DevOps is hard.
Not necessarily the technology, nor even the concepts. The hard part is that you're being asked to set up a series of things without knowing all the answers. Things like:
- what's the capability of the engineers?
- how are we going to work and release software?
- what infrastructure do we have?
I'm regularly asked "what is your go-to workflow?" so I thought I'd actually do a fully-worked example and upload it to GitLab for you to follow along. This is a simple NodeJS app that outputs the number of database records, the version of the software and the value of a given secret (terrible in a live environment, but fine for demo purposes).
Important: this won't be everything. With all software, there are nuances. But this is my usual starting point.
Before we go into the details, I've tried to follow some principles. These are principles that I find keep the unknowables to a minimum and reduce what you actually have to support.
Follow a pattern
Yes, design patterns exist in DevOps. I'm a fan of the GitOps pattern as it allows rapid deployment without having to store credentials everywhere.
Use managed services where they exist
As a software house, your specialism is the software that you make. You may have the job title "Database Specialist" or "Kubernetes Guru", but you are still only one person. The cloud providers have many people working on each service they provide. If there are managed services available, the cost of using those managed services are worth not having to worry about replication, backups or upgrades. Specifically, unless you absolutely cannot avoid it, use managed Kubernetes and databases. And if you're using a database that doesn't have a managed service, look for a Helm chart maintained by the original authors, or experts like Bitnami.
Don't write your own toolchain
It's so easy to make mistakes. Especially in a pipeline where it may be hard to simulate all manner of loads or configurations. Use something that's reliable.

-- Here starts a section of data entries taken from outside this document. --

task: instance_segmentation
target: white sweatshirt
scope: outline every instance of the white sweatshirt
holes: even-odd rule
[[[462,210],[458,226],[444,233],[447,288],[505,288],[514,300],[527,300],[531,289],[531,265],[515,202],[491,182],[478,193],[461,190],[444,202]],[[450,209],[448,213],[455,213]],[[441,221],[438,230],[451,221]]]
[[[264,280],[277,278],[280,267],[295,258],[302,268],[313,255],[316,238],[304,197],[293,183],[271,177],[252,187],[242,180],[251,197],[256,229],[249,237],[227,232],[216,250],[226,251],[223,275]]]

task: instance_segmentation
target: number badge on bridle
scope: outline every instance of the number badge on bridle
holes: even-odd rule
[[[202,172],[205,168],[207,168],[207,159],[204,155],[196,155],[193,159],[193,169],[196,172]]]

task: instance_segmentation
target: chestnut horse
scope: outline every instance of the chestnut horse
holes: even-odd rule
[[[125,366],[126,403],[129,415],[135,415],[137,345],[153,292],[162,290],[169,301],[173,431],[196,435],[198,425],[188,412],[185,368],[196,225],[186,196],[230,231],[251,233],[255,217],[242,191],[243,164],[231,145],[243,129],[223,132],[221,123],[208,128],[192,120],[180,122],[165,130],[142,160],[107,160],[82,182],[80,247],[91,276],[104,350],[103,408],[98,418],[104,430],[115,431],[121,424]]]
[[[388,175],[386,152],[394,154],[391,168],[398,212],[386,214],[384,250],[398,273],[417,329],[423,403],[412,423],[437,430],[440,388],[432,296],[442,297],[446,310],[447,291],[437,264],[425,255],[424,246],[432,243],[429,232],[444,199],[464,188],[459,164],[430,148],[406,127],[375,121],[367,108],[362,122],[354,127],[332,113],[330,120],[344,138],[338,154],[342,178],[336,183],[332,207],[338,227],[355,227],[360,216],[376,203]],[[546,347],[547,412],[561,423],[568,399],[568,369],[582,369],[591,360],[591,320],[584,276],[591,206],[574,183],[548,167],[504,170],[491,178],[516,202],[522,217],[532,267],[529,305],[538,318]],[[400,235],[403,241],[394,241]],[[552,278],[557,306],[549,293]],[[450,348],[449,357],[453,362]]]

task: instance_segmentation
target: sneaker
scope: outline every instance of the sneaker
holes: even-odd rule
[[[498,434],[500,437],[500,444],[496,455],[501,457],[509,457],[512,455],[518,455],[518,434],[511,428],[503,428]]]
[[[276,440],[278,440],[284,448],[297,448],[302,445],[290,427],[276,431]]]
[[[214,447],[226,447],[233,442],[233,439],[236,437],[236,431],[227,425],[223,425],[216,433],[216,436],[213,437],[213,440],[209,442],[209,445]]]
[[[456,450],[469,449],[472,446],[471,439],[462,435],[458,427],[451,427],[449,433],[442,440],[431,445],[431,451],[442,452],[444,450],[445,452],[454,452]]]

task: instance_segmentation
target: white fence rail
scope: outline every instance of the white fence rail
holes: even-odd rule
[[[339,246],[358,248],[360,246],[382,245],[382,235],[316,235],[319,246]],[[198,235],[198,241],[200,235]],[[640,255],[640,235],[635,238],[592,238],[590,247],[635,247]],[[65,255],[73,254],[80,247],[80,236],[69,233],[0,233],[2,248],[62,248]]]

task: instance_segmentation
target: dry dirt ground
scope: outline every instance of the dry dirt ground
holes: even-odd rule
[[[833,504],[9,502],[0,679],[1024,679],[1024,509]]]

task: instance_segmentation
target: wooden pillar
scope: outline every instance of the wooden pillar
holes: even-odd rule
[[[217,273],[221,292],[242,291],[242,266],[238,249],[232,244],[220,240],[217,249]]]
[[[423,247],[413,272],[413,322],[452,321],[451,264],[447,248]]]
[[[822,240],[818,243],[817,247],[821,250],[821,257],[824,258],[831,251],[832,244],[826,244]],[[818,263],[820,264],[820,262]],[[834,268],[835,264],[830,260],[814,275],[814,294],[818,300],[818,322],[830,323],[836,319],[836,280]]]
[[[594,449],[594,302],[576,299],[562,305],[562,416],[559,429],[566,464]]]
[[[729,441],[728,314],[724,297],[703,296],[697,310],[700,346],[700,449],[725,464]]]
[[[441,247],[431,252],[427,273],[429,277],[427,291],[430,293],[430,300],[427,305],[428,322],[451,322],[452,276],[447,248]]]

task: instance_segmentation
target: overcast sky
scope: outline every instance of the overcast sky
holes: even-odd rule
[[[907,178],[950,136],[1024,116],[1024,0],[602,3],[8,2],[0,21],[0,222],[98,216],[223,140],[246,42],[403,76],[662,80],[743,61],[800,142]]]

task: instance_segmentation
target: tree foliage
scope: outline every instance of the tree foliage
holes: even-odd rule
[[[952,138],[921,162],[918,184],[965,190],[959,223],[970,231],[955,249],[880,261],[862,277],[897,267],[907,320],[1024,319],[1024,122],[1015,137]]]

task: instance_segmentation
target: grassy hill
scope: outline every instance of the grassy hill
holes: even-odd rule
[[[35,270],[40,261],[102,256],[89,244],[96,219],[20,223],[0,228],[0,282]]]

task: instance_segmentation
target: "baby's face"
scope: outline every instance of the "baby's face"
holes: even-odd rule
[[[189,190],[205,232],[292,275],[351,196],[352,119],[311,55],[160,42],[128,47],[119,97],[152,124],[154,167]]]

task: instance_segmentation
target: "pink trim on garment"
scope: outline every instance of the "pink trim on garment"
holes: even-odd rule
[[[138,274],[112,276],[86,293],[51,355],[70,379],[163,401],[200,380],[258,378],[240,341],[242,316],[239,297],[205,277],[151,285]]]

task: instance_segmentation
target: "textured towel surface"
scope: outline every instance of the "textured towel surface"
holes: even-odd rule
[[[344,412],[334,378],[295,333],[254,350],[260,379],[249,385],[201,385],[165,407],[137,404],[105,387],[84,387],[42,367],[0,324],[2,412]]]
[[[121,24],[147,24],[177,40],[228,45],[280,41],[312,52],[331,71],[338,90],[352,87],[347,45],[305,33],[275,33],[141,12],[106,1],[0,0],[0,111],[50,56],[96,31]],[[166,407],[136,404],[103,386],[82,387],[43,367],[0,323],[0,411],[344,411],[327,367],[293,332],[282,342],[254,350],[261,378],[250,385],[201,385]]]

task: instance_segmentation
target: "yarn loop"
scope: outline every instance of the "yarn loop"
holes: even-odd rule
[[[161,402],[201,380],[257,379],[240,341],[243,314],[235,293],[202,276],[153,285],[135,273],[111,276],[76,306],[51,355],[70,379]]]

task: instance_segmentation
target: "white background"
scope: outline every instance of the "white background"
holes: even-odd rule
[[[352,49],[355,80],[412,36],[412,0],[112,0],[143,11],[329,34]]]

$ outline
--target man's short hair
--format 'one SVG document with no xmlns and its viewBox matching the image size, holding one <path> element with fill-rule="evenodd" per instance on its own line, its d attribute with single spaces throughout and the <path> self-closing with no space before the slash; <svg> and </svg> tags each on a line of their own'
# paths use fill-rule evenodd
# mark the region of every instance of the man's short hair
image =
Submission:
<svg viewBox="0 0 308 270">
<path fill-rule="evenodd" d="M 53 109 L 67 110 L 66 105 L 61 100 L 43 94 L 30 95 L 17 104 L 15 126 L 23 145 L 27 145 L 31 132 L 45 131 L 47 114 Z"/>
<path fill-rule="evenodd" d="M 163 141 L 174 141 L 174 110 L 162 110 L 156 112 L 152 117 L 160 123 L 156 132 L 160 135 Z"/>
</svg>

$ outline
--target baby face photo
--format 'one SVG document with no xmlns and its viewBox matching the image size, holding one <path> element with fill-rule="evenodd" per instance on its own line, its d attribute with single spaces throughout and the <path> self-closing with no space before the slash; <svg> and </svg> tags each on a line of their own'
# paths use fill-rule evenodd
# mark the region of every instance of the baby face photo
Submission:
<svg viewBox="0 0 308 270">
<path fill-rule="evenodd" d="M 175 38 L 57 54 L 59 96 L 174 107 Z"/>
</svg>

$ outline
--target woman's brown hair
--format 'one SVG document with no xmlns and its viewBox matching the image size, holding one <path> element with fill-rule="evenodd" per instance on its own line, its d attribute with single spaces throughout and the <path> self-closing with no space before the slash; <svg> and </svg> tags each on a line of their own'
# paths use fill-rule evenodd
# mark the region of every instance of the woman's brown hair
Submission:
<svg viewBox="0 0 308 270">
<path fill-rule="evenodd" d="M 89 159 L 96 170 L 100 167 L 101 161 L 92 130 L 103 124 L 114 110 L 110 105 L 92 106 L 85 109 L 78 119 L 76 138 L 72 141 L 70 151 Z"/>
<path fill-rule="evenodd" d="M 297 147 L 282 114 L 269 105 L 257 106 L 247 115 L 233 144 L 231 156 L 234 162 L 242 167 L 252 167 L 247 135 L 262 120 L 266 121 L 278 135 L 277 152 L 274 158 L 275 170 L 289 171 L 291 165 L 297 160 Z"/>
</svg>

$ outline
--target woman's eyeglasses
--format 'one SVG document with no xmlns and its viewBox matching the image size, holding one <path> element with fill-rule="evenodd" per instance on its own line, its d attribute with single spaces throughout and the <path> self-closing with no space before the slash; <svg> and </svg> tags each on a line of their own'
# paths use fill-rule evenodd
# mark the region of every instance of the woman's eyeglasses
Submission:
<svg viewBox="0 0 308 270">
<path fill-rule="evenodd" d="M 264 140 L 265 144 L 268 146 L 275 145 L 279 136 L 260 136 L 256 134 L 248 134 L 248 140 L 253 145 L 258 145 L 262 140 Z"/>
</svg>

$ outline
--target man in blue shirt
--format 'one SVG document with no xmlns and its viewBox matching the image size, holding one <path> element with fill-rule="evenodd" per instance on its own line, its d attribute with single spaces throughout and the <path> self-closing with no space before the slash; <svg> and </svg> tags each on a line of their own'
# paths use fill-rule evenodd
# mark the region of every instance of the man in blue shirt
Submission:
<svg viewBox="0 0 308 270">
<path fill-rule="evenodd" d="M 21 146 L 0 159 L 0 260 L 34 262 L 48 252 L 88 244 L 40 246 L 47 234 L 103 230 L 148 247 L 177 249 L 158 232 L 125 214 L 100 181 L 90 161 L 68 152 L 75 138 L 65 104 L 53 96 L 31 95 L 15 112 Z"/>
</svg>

In my pipeline, I use GitLab and Terraform Cloud because they're robust and well-tested, and they're flexible enough to allow me to use them in the way that they're intended.
Don't get vendor-locked
All the main cloud providers provide their own SDK. And I'm well aware that, as a business, there may be a very good reason why you're using AWS/Azure/GCP/DigitalOcean today. But what if that reason goes away? They might suddenly raise their prices, or drop support for something that you view as crucial. I would always advocate provisioning infrastructure in Terraform or Pulumi because they support all cloud providers - personally, I find these dedicated provisioning tools easier to learn and use and far more flexible than using the cloud provider's SDK.
NB I really like the concept of Pulumi, but it's missing a few really useful features. The one I miss the most is the option to create a plan, save it and then apply the changes in that plan. This is supported out of the box in Terraform but not yet supported in Pulumi.
Let's highlight some business requirements for our application. Of course, these will be different in each case, but they should be fairly middle-of-the-road for many applications.
- Use a private Docker registry
- Standard three-stage (dev, staging, prod) environment
- The ability to set each environment to any version of the application
- Kubernetes to handle the orchestration
- A managed MySQL instance
- LetsEncrypt SSL certificates automatically generated for all endpoints - configurable to dev certs if we wish
- Helm charts to manage the application
- Automatic database migrations
- Sealed Secrets to keep credentials safe
In this example, the infrastructure is managed using Terraform Cloud. This was purely for convenience of this example - in production workflows I've used both GitLab (and others) to provision the infrastructure and Terraform Cloud.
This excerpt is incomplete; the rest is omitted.